Website contents do not come in nice tabular form – we need to access them using HTML nodes / CSS selectors (actual content is written in HTML, whereas CSS is responsible for style elements).

HTML nodes can be found via the developer tab (F12) in Google Chrome or using helper tools like SelectorGadget (including video tutorial).

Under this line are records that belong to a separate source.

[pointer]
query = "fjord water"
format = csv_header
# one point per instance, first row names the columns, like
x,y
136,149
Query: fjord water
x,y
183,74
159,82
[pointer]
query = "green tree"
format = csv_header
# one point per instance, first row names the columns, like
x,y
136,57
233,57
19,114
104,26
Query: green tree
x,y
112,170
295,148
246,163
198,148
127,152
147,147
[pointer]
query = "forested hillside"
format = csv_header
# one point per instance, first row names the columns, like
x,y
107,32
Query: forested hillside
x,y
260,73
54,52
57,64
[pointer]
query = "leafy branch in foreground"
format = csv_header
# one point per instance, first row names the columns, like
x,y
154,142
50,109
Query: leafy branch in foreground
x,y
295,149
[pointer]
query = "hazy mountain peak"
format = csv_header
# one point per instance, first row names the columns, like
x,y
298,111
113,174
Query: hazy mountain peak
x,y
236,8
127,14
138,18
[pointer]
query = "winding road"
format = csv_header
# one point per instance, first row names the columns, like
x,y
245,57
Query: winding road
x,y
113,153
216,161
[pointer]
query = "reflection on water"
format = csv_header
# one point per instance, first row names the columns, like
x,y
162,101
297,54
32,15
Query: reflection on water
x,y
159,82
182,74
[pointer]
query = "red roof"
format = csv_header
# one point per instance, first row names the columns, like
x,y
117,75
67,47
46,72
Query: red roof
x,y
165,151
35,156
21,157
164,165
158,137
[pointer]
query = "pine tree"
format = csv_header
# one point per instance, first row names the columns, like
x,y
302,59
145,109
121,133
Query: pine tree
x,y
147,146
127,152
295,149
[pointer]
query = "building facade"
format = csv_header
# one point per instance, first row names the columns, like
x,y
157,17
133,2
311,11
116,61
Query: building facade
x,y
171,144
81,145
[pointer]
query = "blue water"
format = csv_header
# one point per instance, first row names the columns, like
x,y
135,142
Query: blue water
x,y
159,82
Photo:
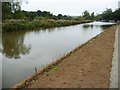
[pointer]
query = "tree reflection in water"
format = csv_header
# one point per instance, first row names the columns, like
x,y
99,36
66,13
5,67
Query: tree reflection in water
x,y
13,44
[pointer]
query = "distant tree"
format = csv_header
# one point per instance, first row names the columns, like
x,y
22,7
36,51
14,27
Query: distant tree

Let’s see what our IMDb website looks like using the developer tab. Chrome offers a feature that lets us hover over the website and display the corresponding source code section. We inspect the title element “Top Rated Movies”:


The title element is apparently of class header. We obtain the same result using SelectorGadget (see pane in bottom-right corner):

Get movie titles

Using SelectorGadget once more, we find the movie titles to be stored in an element called .titleColumn a (note that SelectorGadget separates selectors by comma):


Once we have found this (which might take a while if the website structure is nested, so prepare for some trial-and-error here), rvest makes the rest rather convenient:

title_data <- rvest::html_nodes(url, ".titleColumn a") %>% 
  rvest::html_text()
head(title_data)
## [1] "Die Verurteilten"       "Der Pate"               "Der Pate 2"            
## [4] "The Dark Knight"        "Die zwölf Geschworenen" "Schindlers Liste"

Get release years

In order to scrape the movies’ year of release, we check again for the corresponding selector, this time using the developer pane:

year_data <- rvest::html_nodes(url, ".secondaryInfo") %>% 
  rvest::html_text()
head(year_data)
## [1] "(1994)" "(1972)" "(1974)" "(2008)" "(1957)" "(1993)"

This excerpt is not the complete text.